Le marché des seniors est clairement visé. Philips présentait récemment, lors de son Innovation Experience 2011, Lifeline, un dispositif de téléassistance, déjà commercialisé au Canada, qui regroupe les personnes âgées et tous ceux qui les soignent autour d’une unique application pour smartphone, disponible sur tablette pour les yeux fatigués. Doro se lance aussi. « On cherche à développer un écosystème dont le senior est le centre », explique Jérôme Arnaud, PDG du fabricant suédois de téléphones ergonomiques en train d’opérer sa révolution vers les services. Son premier mobile Java pour senior équipé d’un accéléromètre (pour détecter les chutes), le Doro Phone Easy 682 sort d’ici la fin de l’année et des terminaux Android seront disponibles en 2012. « Ces nouveaux boîtiers permettront à la fois de connecter les seniors avec leurs enfants et de centraliser vers le mobile les mesures des capteurs pour lancer des alertes vers un centre de téléassistance ». Doro a déjà passé des partenariats pour la gestion de la glycémie à distance et le rappel de médicaments (le service démarre en Finlande) et vient de racheter une société de téléassistance.

Machine to machine

La prochaine étape c’est de se passer de la box ou du téléphone et de faire communiquer les machines entre elles, c’est le M2M, le « machine to machine ». Les objets ou les appareils sont alors munis d’un module (une puce électronique) comprenant une carte MIM (Machine identification module), équivalent de la carte SIM des téléphones qui signe l’identité de l’objet, d’un module GSM comme on en trouve sur les téléphones mobiles, voire en plus d’un GPS pour localiser l’objet. C’est l’explosion dans le secteur automobile.
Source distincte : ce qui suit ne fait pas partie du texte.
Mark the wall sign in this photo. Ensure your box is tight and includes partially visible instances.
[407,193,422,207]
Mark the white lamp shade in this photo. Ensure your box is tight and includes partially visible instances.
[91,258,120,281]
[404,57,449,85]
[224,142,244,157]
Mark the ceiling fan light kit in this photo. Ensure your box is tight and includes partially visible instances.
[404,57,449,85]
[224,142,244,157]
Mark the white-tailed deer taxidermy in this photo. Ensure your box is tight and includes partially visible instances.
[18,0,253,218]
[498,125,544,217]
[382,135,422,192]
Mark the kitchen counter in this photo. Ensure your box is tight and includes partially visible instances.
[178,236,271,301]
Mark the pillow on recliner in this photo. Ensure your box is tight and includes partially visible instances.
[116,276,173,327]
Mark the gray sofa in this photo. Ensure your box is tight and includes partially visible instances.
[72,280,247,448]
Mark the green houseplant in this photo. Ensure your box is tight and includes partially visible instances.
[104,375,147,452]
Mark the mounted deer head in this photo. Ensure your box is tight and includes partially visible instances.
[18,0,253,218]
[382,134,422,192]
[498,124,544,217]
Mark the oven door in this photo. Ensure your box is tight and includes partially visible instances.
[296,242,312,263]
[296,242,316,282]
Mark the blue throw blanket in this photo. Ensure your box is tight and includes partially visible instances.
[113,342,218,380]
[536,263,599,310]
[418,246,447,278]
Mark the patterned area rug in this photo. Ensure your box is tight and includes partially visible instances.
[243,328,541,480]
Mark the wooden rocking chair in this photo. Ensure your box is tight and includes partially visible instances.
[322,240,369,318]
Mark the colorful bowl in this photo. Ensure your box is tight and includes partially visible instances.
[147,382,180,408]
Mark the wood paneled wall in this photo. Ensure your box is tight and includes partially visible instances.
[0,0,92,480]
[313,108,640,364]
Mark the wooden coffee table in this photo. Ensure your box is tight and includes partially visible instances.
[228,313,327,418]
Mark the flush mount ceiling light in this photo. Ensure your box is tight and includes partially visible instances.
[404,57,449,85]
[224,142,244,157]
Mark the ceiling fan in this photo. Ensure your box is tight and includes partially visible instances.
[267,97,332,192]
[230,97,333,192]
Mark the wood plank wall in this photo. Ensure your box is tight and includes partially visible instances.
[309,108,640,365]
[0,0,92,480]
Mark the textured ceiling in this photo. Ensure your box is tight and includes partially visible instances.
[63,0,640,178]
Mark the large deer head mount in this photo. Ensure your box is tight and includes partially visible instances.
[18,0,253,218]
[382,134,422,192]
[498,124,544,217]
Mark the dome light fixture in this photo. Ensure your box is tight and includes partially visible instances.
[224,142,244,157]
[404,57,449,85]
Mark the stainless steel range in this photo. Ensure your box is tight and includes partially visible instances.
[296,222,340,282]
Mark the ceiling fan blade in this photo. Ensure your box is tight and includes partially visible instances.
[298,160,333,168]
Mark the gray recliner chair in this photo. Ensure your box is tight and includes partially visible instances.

Mais « ce n’est pas intégrable dans les dispositifs médicaux implantables comme les pacemakers et les défibrillateurs, explique Jean-Michel Gaillard, directeur de branche chez Cinterion (groupe Gemalto), car la puissance est trop forte pour une émission permanente ». Mais c’est ce qu’on trouve dans les montres portées par les personnes atteintes d’Alzheimer. Ou dans la balance de Withings. « On peut imaginer des boîtes de médicament avec des puces GSM connectés sur un serveur, poursuit M.Gaillard, cela permettra de vérifier que la personne prend bien son médicament et d’en recommander quand la boite est vide. »

Il n’y a plus de limite, puisque le nouveau protocole réseau d’Internet dit IPv6 actuellement en cours de déploiement permettra de gérer jusqu’à 500 milliards d’adresses Internet. L’Internet des objets médicaux ne fait que commencer.